ART H 202
(GA;US;IL)
Renaissance to Modern Architecture (3) A survey of Renaissance, Baroque, Rococo, Romantic, Victorian, Modern, Post-Modern, and Contemporary architecture in Europe and America.
ART H 202 Renaissance to Modern Architecture (3)
(GA;US;IL)
(BA) This course meets the Bachelor of Arts degree requirements.
This course is an introduction to Western architecture from approximately A.D. 1400 to the present. Some of the topics covered in this course include the Italian Renaissance, the rebuilding of St. Peter's in Rome, Mannerism, the villas of Palladio, Italian Baroque churches, Spanish Colonial architecture in the Americas, royal French architecture from Francis I to Louis XVI, Late Baroque and Rococo architecture from Bavaria to Russia, Elizabethan to Georgian architecture in England and America, the Industrial Revolution, Neoclassicism from Schinkel to Jefferson, Romanticism and the Gothic Revival, Ecole des Beaux-Arts, Second Empire Paris, Victorian architecture, the Arts & Crafts Movement, Richardsonian Romanesque, the Chicago School, Frank Lloyd Wright, the City Beautiful Movement, Art Nouveau to Futurism, Art Deco skyscrapers, the International Style, the Bauhaus, Le Corbusier, Louis 1. Kahn, PostModernism, Deconstructionsim, and contemporary architecture. . Selected major architects, theories, buildings, and urban developments will be emphasized. Architecture will be considered within the contexts of religion, politics, philosophy, culture, economics, race, gender, society, engineering, and landscape architecture.
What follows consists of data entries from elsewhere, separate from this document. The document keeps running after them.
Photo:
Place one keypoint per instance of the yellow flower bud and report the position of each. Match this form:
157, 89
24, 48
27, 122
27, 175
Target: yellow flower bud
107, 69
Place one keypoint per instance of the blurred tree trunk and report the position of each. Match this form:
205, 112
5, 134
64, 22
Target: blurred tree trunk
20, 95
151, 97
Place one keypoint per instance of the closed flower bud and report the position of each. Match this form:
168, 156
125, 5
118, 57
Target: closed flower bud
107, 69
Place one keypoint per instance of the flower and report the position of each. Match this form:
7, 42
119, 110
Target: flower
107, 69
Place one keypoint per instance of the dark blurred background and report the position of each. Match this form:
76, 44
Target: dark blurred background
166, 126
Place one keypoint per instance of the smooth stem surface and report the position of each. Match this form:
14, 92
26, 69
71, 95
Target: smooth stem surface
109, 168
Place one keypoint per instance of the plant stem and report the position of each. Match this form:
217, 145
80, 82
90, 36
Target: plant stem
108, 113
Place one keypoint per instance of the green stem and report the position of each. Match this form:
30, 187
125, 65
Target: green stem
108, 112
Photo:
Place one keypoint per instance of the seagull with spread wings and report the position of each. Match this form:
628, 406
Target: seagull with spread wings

The students' understanding of the basic factual information concerning selected buildings will be tested through quizzes. The students' understanding and ability to articulate the conceptual themes of the course will be tested through essay examinations. There will also be a short paper.
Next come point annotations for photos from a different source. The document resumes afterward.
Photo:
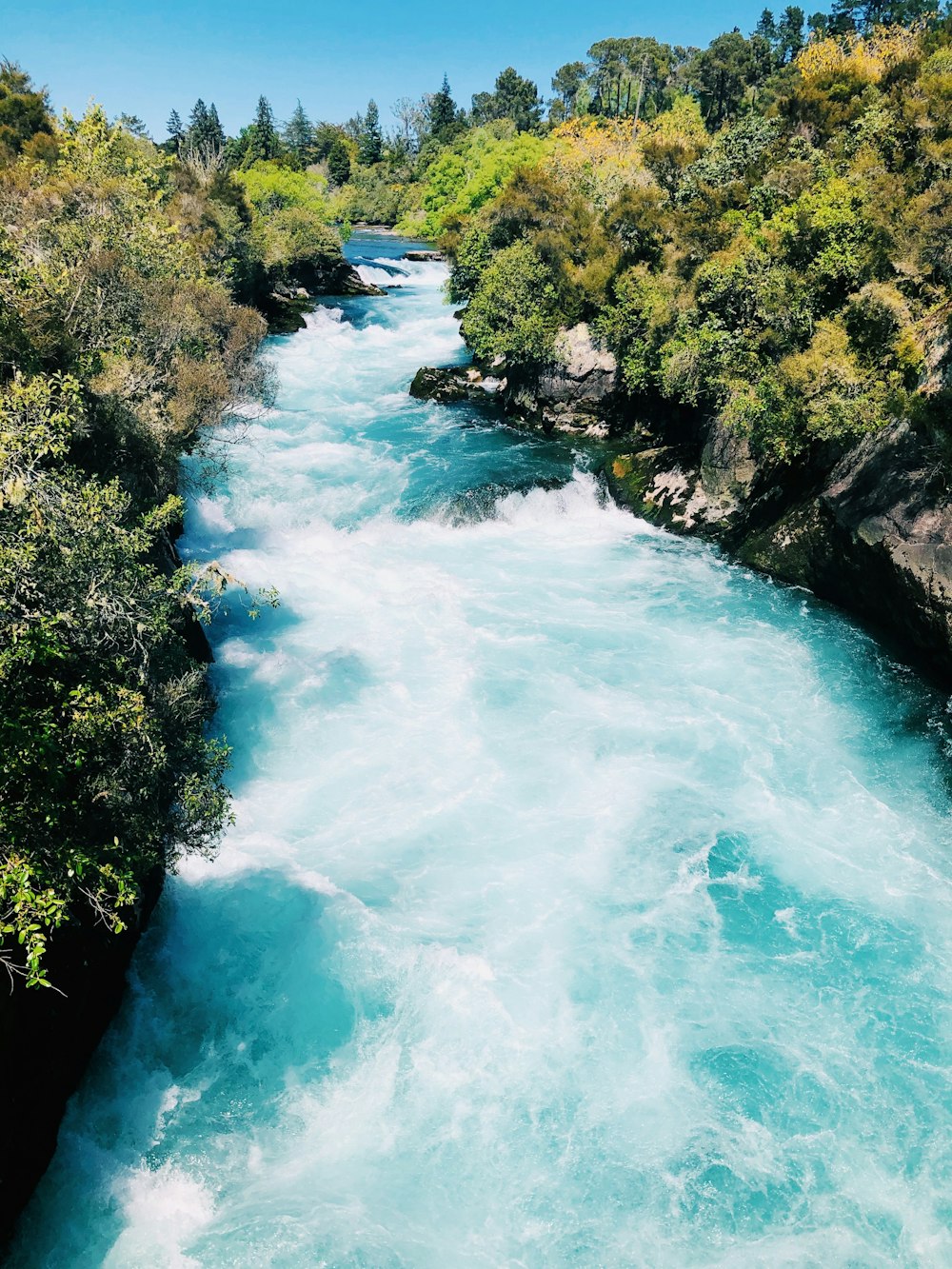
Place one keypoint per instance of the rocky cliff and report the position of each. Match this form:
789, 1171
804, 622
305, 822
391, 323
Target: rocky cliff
46, 1040
867, 526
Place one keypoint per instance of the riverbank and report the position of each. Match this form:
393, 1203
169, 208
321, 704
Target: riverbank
522, 785
867, 525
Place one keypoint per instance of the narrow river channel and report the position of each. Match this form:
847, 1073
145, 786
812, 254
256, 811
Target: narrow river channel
588, 900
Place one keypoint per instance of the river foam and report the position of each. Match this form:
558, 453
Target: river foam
588, 900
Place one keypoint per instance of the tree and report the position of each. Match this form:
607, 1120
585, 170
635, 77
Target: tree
133, 125
215, 130
514, 98
371, 144
25, 111
790, 34
175, 129
722, 75
444, 114
411, 117
765, 27
567, 81
197, 132
299, 134
339, 163
266, 132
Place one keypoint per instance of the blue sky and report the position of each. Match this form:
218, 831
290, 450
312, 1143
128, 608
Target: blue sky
145, 58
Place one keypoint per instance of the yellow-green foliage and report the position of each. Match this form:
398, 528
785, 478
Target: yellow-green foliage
783, 271
468, 174
120, 343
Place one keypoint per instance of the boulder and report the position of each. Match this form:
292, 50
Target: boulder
448, 384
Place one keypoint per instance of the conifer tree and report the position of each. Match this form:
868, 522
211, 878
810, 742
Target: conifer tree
299, 134
197, 125
215, 130
177, 132
266, 132
339, 163
371, 145
444, 113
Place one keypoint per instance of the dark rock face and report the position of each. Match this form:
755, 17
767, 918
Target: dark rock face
874, 534
868, 525
577, 393
288, 305
46, 1041
448, 384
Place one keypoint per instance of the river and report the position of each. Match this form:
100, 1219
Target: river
588, 899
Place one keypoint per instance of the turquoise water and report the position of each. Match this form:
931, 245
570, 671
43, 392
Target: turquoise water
588, 902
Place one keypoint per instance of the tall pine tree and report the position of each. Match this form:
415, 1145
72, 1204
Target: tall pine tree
266, 132
444, 113
371, 146
339, 163
215, 130
299, 134
177, 132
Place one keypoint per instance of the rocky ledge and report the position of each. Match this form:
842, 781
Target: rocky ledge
867, 526
288, 305
48, 1039
872, 532
575, 395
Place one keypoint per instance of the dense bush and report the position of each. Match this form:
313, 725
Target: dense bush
120, 343
780, 268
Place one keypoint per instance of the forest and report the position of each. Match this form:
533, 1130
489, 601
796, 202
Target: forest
761, 228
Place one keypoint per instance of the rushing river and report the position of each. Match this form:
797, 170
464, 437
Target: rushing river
588, 900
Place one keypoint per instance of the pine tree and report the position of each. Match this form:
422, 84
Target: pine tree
197, 125
177, 132
790, 33
339, 163
215, 130
371, 146
444, 113
299, 134
266, 132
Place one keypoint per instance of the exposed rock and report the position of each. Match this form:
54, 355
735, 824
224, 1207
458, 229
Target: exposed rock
577, 393
875, 536
448, 384
878, 540
46, 1041
288, 305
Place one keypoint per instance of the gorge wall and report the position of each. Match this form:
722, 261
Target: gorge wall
866, 525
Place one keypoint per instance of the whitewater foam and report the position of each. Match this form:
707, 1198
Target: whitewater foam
588, 900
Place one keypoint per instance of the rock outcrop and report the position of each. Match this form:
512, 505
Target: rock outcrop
577, 393
868, 525
872, 534
48, 1039
449, 384
288, 305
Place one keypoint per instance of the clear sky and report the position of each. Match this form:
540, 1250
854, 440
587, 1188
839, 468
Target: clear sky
145, 58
This course will provide an introduction to Renaissance to contemporary architecture to students of any major. The course has no prerequisite. This course also serves as an introductory foundation course for students in the arts, particularly architecture and landscape architecture. The companion course to Art History 202 is Art History 201, "Ancient to Medieval Architecture," which examines Western architecture before A.D. 1400. Art History 202 is a required course for the Major in Art History and the Interdisciplinary Minor in Architectural History.